To run the integration tests:

  • Start Minikube
  • Build the controller for Linux, so that it can be run within a Docker image - edit the Makefile to add GOOS=linux GOARCH=amd64 to %-static, and then run make controller.yaml sealedsecret-crd.yaml
  • Alter controller.yaml so that imagePullPolicy: Never, to ensure that the image you've just built will be used by Kubernetes
  • Add the sealed-secret CRD and controller to Kubernetes - kubectl apply -f sealedsecret-crd.yaml,controller.yaml
  • Revert any changes made to the Makefile to build the Linux controller
  • Remove the binaries which were possibly built for another OS - make clean
  • Rebuild the binaries for your OS - make
  • Run the integration tests - make integrationtest

FAQ

  • Will you still be able to decrypt if you no longer have access to your cluster?

No, the private key is only stored in the Secret managed by the controller (unless you have some other backup of your k8s objects).
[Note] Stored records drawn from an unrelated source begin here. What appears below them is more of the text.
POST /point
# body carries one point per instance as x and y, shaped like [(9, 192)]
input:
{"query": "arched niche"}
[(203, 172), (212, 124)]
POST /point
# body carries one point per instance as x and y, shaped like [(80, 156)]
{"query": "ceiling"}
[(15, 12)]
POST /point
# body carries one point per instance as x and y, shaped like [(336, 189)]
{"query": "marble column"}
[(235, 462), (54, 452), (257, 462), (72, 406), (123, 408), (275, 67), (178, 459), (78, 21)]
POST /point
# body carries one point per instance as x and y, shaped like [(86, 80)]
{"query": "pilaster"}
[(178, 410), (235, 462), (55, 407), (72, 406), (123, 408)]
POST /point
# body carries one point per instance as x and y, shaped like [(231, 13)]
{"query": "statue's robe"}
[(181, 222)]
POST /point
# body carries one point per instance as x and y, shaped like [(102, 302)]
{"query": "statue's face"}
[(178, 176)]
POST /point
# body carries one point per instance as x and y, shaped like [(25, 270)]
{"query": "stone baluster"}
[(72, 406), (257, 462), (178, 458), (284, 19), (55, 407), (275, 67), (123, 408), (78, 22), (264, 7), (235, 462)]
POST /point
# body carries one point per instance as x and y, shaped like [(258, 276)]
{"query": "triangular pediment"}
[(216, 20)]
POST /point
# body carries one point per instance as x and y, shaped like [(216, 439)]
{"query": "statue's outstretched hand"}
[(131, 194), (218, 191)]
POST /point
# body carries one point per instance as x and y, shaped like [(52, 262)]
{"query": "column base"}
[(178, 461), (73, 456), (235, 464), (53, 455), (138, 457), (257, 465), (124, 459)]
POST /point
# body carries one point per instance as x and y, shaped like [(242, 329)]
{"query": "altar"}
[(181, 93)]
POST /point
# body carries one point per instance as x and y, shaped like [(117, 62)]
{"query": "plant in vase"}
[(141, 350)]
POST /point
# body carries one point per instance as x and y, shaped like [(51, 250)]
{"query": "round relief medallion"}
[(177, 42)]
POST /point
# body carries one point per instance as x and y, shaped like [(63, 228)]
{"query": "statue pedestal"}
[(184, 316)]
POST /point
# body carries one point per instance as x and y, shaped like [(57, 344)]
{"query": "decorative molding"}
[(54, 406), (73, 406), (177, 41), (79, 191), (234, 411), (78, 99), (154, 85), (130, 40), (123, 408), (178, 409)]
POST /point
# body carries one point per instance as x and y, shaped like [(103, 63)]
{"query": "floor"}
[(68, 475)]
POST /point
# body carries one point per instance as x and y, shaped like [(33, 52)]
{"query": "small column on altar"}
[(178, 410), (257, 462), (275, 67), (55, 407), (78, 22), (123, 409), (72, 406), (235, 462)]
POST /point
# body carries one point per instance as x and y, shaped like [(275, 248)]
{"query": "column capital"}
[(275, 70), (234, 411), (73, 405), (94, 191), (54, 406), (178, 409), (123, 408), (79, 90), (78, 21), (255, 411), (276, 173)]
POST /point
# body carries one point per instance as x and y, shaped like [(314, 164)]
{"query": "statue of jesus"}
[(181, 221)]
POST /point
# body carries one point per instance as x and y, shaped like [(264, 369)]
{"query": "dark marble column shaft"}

There are no backdoors - without that private key, then you can't decrypt the SealedSecrets. If you can't get to the Secret with the encryption key, and you also can't get to the decrypted versions of your Secrets live in the cluster, then you will need to regenerate new passwords for everything, seal them again with a new sealing key, etc.

  • How can I do a backup of my SealedSecrets?

If you do want to make a backup of the encryption private key, it's easy to do from an account with suitable access and:

$ kubectl get secret -n kube-system sealed-secrets-key -o yaml >master.key

NOTE: This is the controller's public + private key and should be kept omg-safe!

To restore from a backup after some disaster, just put that secret back before starting the controller - or if the controller was already started, replace the newly-created secret and restart the controller:

$ kubectl replace -f master.key
$ kubectl delete pod -n kube-system -l name=sealed-secrets-controller
  • What flags are available for kubeseal?

You can check the flags available using kubeseal --help.